Publicizing NAOJ and Playing “Mitaka” at the AAAS Meeting
NAOJ had an exhibit booth at the 2017 Annual Meeting of the American Association for the Advancement of Science (AAAS), held from February 17 to 19 in Boston, Massachusetts, USA. AAAS is the world’s largest general scientific society and is the publisher of the famous science journal “Science”. Thanks to JSPS (Japan Society for the Promotion of Science), NAOJ ran a joint booth with other Japanese research institutes. The meeting was a great opportunity to inform the participants outside Japan about our organization and to demonstrate our outreach activities. Our audience consisted of children, their families, educators, students, and researchers.
In order to show our outreach activities to various participants, we used an astronomical software program called “Mitaka” developed by our astronomers. Mitaka visualizes the Universe based on the latest data. With this, you can experience space travel: take off from our Earth, visit our Solar System, and go all the way out to 13.8 billion light-years away from the Earth.
Children Gravitated to Mitaka
We explained Mitaka and let attendees operate it. We received great responses about the Mitaka demonstration.
Many children gravitated to the software and were surprised at the latest views of the Universe; especially on Saturday and Sunday when many children and their families were around for the Family Science Days. We let children use the controller and enjoy the Universe. We used a game controller to control the software instead of a mouse.

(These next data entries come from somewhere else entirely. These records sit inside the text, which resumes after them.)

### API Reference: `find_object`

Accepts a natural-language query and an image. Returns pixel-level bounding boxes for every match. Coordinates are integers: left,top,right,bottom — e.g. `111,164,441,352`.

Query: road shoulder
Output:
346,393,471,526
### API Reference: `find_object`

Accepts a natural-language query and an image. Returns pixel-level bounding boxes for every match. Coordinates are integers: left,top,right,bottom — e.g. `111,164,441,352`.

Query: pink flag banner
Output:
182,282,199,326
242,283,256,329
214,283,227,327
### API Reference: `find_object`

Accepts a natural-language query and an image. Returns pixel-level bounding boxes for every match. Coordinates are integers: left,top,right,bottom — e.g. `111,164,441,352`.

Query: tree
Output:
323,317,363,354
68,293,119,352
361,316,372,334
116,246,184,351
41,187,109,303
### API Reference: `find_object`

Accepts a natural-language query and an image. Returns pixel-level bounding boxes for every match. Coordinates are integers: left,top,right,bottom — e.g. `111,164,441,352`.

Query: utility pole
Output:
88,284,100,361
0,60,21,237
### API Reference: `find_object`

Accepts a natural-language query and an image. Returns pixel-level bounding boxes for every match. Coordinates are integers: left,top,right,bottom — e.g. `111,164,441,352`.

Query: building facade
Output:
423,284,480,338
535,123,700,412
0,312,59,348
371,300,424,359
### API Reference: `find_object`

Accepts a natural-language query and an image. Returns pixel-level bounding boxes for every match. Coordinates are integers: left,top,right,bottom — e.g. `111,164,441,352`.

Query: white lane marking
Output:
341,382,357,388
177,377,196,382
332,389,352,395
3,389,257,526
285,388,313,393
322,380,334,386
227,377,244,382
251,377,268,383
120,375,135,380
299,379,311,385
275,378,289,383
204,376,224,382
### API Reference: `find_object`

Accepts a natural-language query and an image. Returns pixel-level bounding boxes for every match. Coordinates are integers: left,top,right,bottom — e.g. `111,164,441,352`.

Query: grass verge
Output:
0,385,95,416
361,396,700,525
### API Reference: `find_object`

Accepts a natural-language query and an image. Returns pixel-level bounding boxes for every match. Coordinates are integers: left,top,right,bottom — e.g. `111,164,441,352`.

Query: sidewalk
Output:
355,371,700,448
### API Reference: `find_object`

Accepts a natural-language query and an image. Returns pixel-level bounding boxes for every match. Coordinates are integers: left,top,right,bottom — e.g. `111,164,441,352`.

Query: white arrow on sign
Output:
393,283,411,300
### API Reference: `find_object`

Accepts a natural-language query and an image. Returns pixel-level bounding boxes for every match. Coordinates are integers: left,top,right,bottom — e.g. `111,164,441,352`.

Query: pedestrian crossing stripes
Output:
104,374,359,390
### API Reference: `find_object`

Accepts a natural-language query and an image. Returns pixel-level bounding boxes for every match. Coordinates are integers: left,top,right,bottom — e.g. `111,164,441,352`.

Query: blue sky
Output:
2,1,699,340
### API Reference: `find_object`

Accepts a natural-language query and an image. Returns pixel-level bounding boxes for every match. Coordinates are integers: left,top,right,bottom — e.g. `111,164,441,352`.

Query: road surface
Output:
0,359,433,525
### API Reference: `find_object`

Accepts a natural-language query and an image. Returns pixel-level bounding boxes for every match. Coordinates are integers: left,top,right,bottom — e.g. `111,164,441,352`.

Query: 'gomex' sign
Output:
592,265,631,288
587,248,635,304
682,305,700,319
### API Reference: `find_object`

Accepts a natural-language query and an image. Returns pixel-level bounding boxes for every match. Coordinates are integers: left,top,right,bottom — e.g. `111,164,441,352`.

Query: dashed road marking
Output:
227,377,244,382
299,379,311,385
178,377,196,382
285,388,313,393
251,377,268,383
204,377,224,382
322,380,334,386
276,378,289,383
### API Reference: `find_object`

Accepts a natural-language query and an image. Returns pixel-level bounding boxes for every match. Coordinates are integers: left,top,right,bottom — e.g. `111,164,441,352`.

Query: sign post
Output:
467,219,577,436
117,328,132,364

The game controller is a good way to attract children. Some kids wanted to keep playing and didn’t let go of the game controller, even though their parents keep saying that it’s time to go.
Some parents were as enthusiastic as the children and told us that they wished that they had played it when they were children to stimulate their interest in astronomy and science. In fact, some parents were more enthusiast than their kids and they took over the controller from the children.
We found that Mitaka was a good way to talk about astronomy and science with families. For example, when a dad told his son that Pluto was not a planet anymore, the son asked why. We used Mitaka to show many objects similar to Pluto in the distant Kuiper Belt. As a result, the child could understand why it was reclassified as a dwarf planet. Next, we demonstrated the orbits of Pluto and the planets with Mitaka so the child could see the orbital differences between the Pluto and the true planets.
Many educators told us that they would download the Mitaka software. One educator told us that she had been thinking about how to show the Solar System. She told us that she would use Mitaka in the classroom.
Publicizing NAOJ Outside Japan
For students, researchers, and educators, we talked about the Subaru Telescope, ALMA, and many other telescopes. Most of them were excited to hear about our research projects and become interested in our organization. Some undergraduate university students told us that they would like to study in Japan.
We are delighted to have many participants interested in the Universe and NAOJ. NAOJ will keep doing these outreach activities to inform people outside of Japan about NAOJ.